Patellar instability (the kneecap going out of joint) is a relatively common problem, especially in young athletes and dancers. In some patients treatment without surgery results in ongoing dislocations, weakness, diminished knee function and fear of using the knee. In many of these cases the main problem causing the symptoms (patellar instability) is injury to the medial patellofemoral ligament (MPFL).
The indication for surgical reconstruction of the MPFL is recurrent instability (the kneecap continues to go out of joint).
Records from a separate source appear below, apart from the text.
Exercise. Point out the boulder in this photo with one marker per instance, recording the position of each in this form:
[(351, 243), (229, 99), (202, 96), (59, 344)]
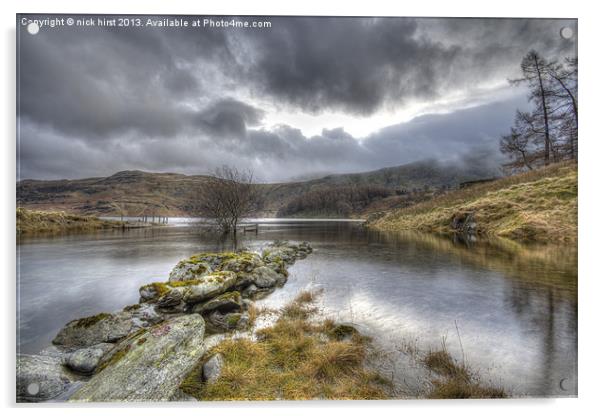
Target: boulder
[(86, 360), (41, 378), (282, 251), (189, 291), (228, 321), (149, 365), (243, 262), (227, 302), (249, 291), (189, 269), (144, 314), (104, 327), (265, 277), (212, 368), (209, 287)]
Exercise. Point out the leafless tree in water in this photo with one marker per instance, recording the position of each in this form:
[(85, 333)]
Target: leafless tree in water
[(227, 196)]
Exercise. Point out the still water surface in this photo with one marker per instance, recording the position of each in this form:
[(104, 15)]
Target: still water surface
[(510, 311)]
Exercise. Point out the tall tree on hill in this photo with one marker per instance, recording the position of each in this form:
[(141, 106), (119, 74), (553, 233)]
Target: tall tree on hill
[(534, 69), (564, 99), (548, 132)]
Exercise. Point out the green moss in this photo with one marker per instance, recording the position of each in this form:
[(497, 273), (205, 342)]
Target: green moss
[(133, 307), (233, 319), (185, 283), (234, 295), (115, 358), (91, 320)]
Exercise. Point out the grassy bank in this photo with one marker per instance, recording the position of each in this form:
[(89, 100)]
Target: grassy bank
[(539, 205), (31, 222), (303, 357), (298, 358)]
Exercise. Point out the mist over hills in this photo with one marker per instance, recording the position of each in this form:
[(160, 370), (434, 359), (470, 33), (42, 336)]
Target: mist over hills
[(136, 193)]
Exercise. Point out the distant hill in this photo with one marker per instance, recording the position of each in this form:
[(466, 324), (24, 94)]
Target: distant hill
[(539, 205), (136, 193)]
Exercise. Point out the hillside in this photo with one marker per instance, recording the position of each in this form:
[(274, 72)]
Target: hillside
[(29, 222), (135, 193), (539, 205)]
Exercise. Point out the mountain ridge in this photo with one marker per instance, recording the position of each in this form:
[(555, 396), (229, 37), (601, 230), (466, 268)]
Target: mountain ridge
[(137, 192)]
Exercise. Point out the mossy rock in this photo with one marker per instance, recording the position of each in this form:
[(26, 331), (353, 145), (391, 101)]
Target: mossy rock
[(149, 365)]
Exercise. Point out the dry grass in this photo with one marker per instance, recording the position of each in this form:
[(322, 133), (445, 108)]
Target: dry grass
[(296, 359), (456, 381), (30, 222), (539, 206)]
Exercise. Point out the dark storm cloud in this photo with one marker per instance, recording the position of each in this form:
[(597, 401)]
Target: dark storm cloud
[(96, 100), (360, 65), (229, 117), (462, 137)]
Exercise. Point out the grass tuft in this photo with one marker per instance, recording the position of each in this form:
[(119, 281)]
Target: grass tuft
[(540, 205), (295, 359), (456, 381)]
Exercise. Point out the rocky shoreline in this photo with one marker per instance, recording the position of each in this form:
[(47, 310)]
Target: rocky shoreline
[(145, 351)]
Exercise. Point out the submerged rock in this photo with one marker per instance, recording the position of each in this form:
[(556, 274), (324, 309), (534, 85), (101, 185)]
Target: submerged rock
[(41, 378), (212, 368), (228, 321), (265, 277), (150, 364), (86, 360), (227, 302), (96, 329), (189, 269)]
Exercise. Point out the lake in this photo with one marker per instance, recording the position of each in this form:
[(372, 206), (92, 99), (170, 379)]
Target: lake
[(509, 310)]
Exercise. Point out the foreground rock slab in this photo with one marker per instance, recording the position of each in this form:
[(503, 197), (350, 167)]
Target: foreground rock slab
[(148, 365)]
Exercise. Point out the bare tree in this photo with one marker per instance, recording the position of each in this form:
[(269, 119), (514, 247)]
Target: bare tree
[(227, 196), (563, 78), (548, 132)]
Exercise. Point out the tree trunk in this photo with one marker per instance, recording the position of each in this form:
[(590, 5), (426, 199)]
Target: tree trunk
[(545, 114)]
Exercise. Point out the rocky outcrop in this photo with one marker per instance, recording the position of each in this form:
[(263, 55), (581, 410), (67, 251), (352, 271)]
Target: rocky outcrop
[(143, 351), (227, 302), (96, 329), (149, 365), (85, 360)]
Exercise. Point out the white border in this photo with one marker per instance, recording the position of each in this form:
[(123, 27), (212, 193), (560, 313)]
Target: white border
[(590, 151)]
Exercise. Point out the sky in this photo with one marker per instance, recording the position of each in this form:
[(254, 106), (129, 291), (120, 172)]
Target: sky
[(305, 97)]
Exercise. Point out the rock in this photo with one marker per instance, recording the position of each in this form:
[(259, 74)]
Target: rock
[(227, 302), (170, 299), (244, 262), (96, 329), (282, 251), (344, 332), (229, 321), (189, 269), (249, 291), (145, 314), (265, 277), (212, 368), (40, 378), (189, 291), (209, 287), (86, 360), (150, 364)]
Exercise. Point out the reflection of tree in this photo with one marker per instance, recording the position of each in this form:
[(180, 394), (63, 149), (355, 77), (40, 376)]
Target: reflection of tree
[(542, 311)]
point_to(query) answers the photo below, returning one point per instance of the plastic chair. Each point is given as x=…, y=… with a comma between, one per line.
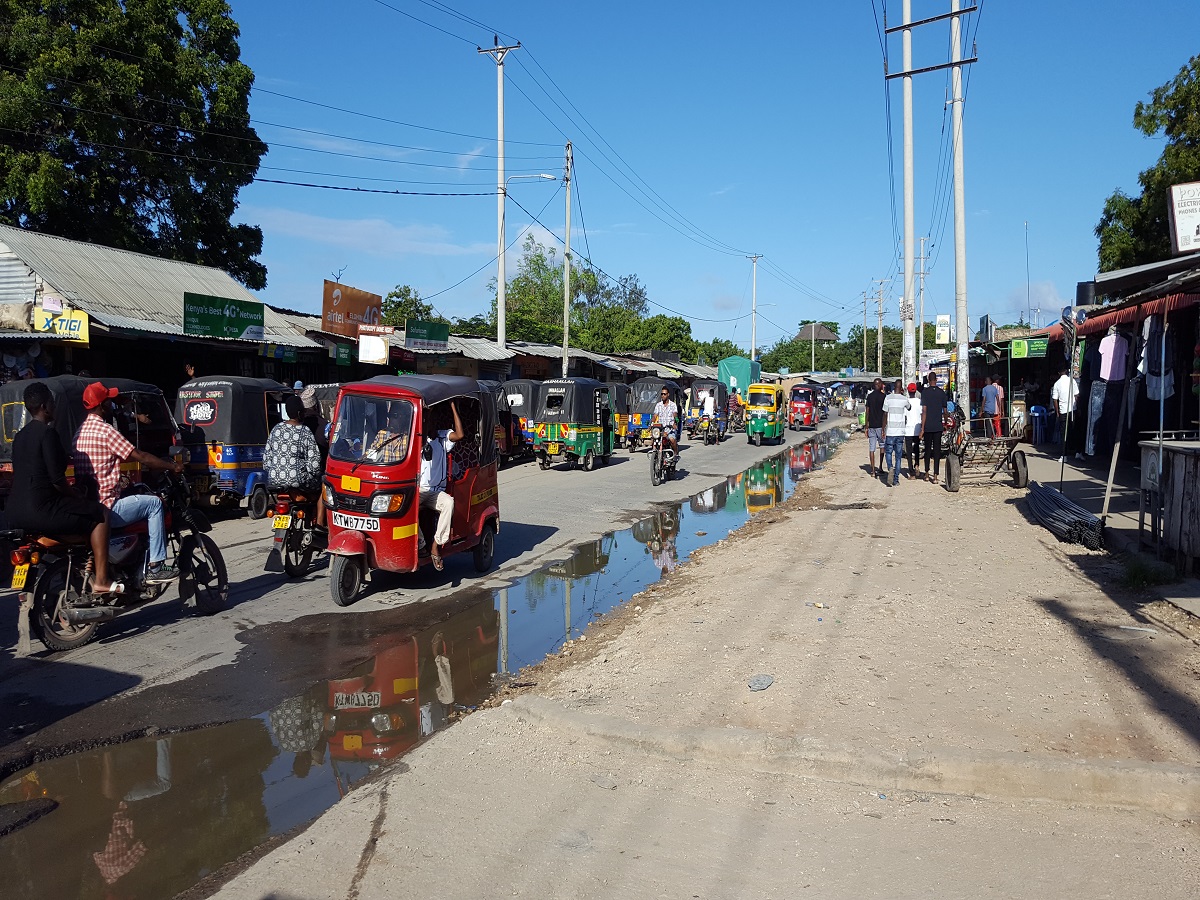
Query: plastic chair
x=1041, y=420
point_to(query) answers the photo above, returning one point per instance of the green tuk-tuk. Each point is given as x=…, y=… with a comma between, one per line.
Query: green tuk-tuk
x=573, y=423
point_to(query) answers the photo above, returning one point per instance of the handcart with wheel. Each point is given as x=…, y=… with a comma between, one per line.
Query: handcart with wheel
x=976, y=454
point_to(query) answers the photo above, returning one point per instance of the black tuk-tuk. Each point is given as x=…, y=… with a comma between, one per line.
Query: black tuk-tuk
x=225, y=423
x=573, y=423
x=142, y=417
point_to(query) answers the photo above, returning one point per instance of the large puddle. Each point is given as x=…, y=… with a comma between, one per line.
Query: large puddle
x=151, y=817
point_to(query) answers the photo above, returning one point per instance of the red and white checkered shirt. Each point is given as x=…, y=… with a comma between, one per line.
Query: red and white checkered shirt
x=99, y=451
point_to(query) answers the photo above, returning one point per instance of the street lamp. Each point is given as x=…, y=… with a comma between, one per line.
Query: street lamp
x=499, y=276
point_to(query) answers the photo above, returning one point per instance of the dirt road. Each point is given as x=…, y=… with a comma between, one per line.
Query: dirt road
x=959, y=706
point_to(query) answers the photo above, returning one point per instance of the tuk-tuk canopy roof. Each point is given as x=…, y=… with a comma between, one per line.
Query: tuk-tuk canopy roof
x=69, y=415
x=646, y=394
x=579, y=406
x=229, y=408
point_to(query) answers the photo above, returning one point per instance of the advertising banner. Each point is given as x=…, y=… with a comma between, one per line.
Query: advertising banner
x=222, y=317
x=1185, y=217
x=375, y=343
x=426, y=335
x=943, y=330
x=70, y=325
x=343, y=309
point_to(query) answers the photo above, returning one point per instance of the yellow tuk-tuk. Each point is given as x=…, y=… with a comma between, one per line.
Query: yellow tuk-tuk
x=766, y=414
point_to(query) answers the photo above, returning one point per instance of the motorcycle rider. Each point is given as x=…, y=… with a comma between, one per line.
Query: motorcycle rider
x=666, y=414
x=41, y=498
x=99, y=451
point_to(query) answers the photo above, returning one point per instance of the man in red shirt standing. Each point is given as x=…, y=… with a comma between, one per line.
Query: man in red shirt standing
x=99, y=451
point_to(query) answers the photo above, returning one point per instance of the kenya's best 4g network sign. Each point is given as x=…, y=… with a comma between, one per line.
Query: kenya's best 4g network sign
x=343, y=309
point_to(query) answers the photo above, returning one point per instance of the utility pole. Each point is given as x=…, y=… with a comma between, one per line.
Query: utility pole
x=879, y=333
x=498, y=54
x=907, y=364
x=567, y=262
x=963, y=375
x=864, y=330
x=960, y=270
x=754, y=309
x=921, y=334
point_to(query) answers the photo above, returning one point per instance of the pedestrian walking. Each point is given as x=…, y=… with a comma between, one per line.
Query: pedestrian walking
x=875, y=424
x=933, y=403
x=912, y=430
x=895, y=407
x=990, y=400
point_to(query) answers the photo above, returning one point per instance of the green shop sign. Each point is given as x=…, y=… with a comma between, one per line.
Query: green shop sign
x=222, y=317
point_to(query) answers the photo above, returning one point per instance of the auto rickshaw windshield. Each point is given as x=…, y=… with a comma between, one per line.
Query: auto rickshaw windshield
x=371, y=429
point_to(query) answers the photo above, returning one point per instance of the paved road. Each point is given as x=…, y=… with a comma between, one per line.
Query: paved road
x=544, y=514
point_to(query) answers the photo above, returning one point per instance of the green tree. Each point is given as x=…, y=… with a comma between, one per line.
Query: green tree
x=405, y=303
x=1134, y=231
x=127, y=124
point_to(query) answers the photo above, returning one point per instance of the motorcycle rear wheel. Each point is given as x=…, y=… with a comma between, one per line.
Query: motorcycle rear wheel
x=46, y=622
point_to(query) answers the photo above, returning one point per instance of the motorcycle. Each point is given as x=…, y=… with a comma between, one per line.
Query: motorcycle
x=57, y=570
x=663, y=456
x=294, y=520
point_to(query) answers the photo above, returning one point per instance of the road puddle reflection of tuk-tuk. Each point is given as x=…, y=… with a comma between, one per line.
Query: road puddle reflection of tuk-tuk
x=376, y=516
x=145, y=819
x=142, y=415
x=573, y=423
x=225, y=423
x=412, y=685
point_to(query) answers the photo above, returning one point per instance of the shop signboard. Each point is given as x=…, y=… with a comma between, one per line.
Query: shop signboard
x=426, y=335
x=207, y=316
x=1185, y=217
x=71, y=325
x=375, y=343
x=343, y=309
x=943, y=330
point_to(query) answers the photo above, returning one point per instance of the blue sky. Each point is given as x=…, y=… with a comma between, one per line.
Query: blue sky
x=702, y=132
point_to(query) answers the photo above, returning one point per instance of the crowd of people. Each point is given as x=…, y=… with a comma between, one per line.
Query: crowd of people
x=906, y=425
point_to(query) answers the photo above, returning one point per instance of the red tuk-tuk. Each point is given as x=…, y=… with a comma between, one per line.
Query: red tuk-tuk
x=375, y=463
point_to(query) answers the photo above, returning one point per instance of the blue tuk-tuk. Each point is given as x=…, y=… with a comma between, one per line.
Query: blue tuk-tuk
x=223, y=423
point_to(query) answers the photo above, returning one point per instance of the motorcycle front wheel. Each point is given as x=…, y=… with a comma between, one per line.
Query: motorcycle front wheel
x=203, y=574
x=49, y=610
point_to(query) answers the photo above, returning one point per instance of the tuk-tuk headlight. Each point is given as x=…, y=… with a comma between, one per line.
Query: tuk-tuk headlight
x=391, y=503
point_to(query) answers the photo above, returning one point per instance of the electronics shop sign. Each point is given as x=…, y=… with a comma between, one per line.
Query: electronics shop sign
x=222, y=317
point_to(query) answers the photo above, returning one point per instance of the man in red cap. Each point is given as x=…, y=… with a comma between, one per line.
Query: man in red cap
x=99, y=451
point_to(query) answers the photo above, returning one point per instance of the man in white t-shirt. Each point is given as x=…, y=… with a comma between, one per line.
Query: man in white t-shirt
x=912, y=430
x=432, y=481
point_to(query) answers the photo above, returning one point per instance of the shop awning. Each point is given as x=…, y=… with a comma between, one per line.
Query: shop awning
x=1137, y=312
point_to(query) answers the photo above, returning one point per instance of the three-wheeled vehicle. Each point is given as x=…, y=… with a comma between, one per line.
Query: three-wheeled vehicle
x=375, y=463
x=142, y=417
x=621, y=395
x=708, y=388
x=803, y=407
x=766, y=417
x=643, y=397
x=225, y=423
x=573, y=423
x=522, y=397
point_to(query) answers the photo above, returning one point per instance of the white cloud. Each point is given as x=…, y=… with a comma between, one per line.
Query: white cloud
x=375, y=237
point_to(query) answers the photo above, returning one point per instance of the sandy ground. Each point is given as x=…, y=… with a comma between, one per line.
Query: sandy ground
x=960, y=707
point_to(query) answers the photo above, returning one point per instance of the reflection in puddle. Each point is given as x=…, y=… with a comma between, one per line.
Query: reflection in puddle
x=151, y=817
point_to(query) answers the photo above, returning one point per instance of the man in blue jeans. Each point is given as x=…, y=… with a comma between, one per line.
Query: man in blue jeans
x=895, y=406
x=99, y=451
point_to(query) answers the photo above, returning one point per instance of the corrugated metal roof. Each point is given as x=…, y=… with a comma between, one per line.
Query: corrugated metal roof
x=132, y=291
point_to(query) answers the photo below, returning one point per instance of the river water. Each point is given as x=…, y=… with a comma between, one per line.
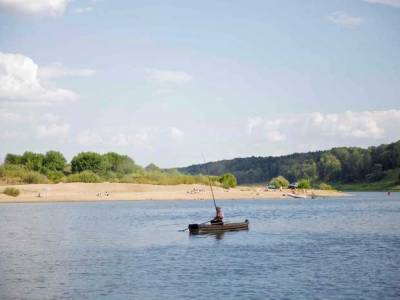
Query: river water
x=340, y=248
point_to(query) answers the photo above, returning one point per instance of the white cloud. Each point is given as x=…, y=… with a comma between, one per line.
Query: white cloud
x=395, y=3
x=82, y=10
x=58, y=70
x=168, y=77
x=89, y=138
x=176, y=133
x=8, y=135
x=365, y=125
x=52, y=130
x=35, y=7
x=9, y=116
x=20, y=83
x=344, y=19
x=50, y=118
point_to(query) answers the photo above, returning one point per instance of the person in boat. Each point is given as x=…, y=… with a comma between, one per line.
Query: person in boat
x=219, y=216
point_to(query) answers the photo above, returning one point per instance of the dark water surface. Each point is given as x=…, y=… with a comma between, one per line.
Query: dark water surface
x=346, y=248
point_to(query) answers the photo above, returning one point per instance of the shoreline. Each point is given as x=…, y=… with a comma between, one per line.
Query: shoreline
x=90, y=192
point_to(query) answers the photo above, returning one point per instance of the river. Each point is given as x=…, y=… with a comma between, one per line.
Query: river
x=339, y=248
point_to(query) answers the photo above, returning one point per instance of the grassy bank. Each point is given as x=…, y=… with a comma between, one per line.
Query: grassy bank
x=390, y=182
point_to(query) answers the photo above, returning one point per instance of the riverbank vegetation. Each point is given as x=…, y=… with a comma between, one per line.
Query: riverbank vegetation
x=92, y=167
x=347, y=168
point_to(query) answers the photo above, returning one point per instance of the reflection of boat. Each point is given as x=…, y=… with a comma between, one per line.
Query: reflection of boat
x=296, y=195
x=212, y=228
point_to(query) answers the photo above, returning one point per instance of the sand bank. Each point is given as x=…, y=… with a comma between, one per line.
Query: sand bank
x=66, y=192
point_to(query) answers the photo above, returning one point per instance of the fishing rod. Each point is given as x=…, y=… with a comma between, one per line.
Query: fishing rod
x=183, y=230
x=209, y=181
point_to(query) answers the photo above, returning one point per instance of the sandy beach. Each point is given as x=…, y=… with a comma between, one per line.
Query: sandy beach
x=65, y=192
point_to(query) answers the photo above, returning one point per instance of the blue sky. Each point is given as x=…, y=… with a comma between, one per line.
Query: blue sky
x=164, y=81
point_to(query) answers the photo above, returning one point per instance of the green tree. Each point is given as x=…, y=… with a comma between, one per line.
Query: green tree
x=89, y=161
x=228, y=180
x=13, y=159
x=280, y=181
x=304, y=184
x=121, y=164
x=152, y=168
x=33, y=161
x=54, y=161
x=329, y=167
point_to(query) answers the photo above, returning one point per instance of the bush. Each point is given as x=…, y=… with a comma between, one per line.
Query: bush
x=10, y=191
x=33, y=177
x=325, y=186
x=55, y=176
x=89, y=161
x=228, y=180
x=279, y=182
x=85, y=176
x=304, y=184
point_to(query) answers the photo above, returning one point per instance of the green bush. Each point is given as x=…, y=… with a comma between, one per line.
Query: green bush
x=89, y=161
x=10, y=191
x=228, y=180
x=279, y=182
x=304, y=184
x=55, y=176
x=85, y=176
x=32, y=177
x=325, y=186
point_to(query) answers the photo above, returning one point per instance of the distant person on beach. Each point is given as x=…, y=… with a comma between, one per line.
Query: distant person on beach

The chance of this happening if you have had only one dislocations is less than 50%. Unless you are an elite athlete the literature does not support an immediate operation. I usually recommend surgery in the acute setting only when a loose body or other joint damage is identified. Some high level athletes also tear their MCL and vastus medialis obliquus (VMO) which should all be repaired. If clinical examination and xrays show that the kneecap is still sitting out of alignment after several weeks of physiotherapy then surgery is worthwhile.
As a general rule the knee is kept fully straight for 3 weeks. You can take your full weight on the leg during this time. Bending of the knee is then allowed and increased over about a month. It typically takes 3 months to restore the knee to full function after dislocating your patella. Some patients are not able to restore function to their knee and require surgery.
Not all patients will need an MRI but proper xrays views are essential. This includes a true lateral, a true weight bearing AP, a skyline or merchant view and sometimes stress xrays. Emergency department xrays are rarely adequate so most of the time I will arrange these xrays when I meet you.
MPFL reconstruction surgery canbe combined with a lateral retinacular release, tibial tuberosity medialization (Elmslie-Trillat osteotomy) or anteromedialization (Fulkerson osteotomy). This is determined by a detailed clinical assessment of your Q-Angle and J-sign and xray measurement of your tibial tubercle to trochlear groove (TT-TG) distance. If the kneecap is too high then a moving the tibial tubercle downwards may be enough to correct the instability.
During the operation, the attachment between the knee cap and inside part of the thigh bone (medial epicondyle of the femur), is recreated with another tendon. I usually use one of your hamstrings to do this but there are many graft oprtions which we can discuss.MPFL reconstruction is not a common operation but works very well for the right patient.